1010: MULTIPLY (multiplies DATA from given ADRESS of given REGISTER with data from an other given ADRESS of given REGISTER. The RESULT is then stored to adress of the first one of this two. (The DATA from the first one given ADRESS of given REGISTER are overwrited by the RESULT of multiplication) If the result is bigger than 256 (11111111) , then "1" is written to ADRESS 1100 of Status Register B and the RESULT of multiplication is not provided. The Program Counter is not incremented so the program STOPS!!! Also the red diode"ERR OVF" should be enlighted. This specific ADRESS (1100 od Status Register B) named ERROR OVERFLOW is reserved for all error overflow situations.
1011: JUMP (canges the value of Program Counter variable that defines what row of program should be performed.
There are 4 possible MODES of jumping depending on given parameter and format of code: It is:
There are also 4 possible CONDITIONS that coud be combinated with each MODE
1100: RANDOM (writes a random number of given maximal value to given ADRESS of given REGISTER
1101 NOT USED
1110: LOAD EXT (provides HALT function - the Program Counter is not incremented until user inputs some DATA using the numeric keyboard. This user DATA are then written to given ADRESS of given REGISTER
1111: PRINT EXT (prints DATA from given ADRESS of given REGISTER to the TTY display. This 8bit DATA could be represented as number (0-255) or as ASCII sign. It depends on given parameter
Detailed formats how to compose the 16bit instruction for each of this 15 cases is described inside the project. In the Play Roulette Sub-circuit you coud find inspiration.
EXAMPLE OF MACHINE CODE:
0000 0001 01010101
This will write DATA "01010101" to ADRESS 0001 in General Register A.
0011 0001 00 0001 01
This will copy DATA from ADRESS 0001 of General Register A (00) to ADRESS 0001 of General Register B (01)
1000 0001 00 0001 01
Then this will ADD DATA from ADRESS 0001 of General Register A (00) to ADRESS 0001 of General Register B (01) and the RESULT is then stored to ADRESS 0001 of General Register A (The original DATA in first given REGISTER are overwriten by the RESULT)

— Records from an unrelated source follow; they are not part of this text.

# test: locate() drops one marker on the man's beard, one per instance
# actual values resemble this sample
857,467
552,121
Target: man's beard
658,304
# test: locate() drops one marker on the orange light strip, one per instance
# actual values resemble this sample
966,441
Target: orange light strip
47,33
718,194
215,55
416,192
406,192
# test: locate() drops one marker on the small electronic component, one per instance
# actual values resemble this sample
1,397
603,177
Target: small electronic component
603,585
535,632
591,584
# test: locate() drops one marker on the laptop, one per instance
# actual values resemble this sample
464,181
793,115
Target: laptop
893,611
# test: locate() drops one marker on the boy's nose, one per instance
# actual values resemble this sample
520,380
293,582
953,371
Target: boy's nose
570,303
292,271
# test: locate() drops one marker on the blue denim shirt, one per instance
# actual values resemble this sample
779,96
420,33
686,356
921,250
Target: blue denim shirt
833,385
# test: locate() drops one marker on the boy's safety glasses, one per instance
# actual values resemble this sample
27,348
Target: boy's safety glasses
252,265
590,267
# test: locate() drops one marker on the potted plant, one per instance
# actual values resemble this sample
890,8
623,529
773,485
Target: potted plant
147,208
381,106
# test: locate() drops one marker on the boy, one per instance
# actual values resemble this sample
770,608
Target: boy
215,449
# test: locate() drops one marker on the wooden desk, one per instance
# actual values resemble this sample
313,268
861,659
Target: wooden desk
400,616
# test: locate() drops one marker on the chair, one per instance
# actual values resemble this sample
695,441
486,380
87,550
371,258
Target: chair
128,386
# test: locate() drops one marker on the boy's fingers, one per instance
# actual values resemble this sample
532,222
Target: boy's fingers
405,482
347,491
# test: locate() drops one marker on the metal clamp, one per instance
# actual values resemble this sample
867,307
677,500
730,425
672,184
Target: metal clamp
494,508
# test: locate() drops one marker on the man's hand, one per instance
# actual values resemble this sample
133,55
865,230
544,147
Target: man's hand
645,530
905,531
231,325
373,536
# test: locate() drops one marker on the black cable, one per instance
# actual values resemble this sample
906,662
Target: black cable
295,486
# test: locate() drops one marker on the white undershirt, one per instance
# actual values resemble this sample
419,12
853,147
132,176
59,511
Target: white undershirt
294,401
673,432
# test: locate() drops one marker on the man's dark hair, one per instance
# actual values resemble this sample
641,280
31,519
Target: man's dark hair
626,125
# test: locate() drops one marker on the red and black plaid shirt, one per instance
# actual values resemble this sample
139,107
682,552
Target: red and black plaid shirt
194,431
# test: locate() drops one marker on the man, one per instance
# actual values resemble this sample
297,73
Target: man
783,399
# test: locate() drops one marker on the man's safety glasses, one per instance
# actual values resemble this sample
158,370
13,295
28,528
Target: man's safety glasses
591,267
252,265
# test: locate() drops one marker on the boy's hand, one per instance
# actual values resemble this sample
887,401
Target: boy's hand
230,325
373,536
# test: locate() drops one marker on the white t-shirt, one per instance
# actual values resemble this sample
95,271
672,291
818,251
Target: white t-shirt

FEEL FREE to ask questions and give me feedback. You can contact me via [email protected]
THANKS AND NOTES:
I would like to THANK to the team of developers of Circuit Verse. It is a fntastic product and I learned a lot!
Two months ago my knowledge of logic gates was ZERO.. Literally ZERO. I have no other education in this area. Everything what is done in this project I have Iearned during two months of recent Coronavirus quarantine... :)) Thanks to Circuit Verse, Youtube and Wikipedia!
I am not an IT professional at all. Actually I am a journalist. I did not study any IT school, I did not systematicaly study existing CPUs or computer architectures. Everything in this project is more or less my own invention. It means there are many mistakes and bad solutions. Therefore I will be extremly glad to get any feedback from anyone who really understands this area.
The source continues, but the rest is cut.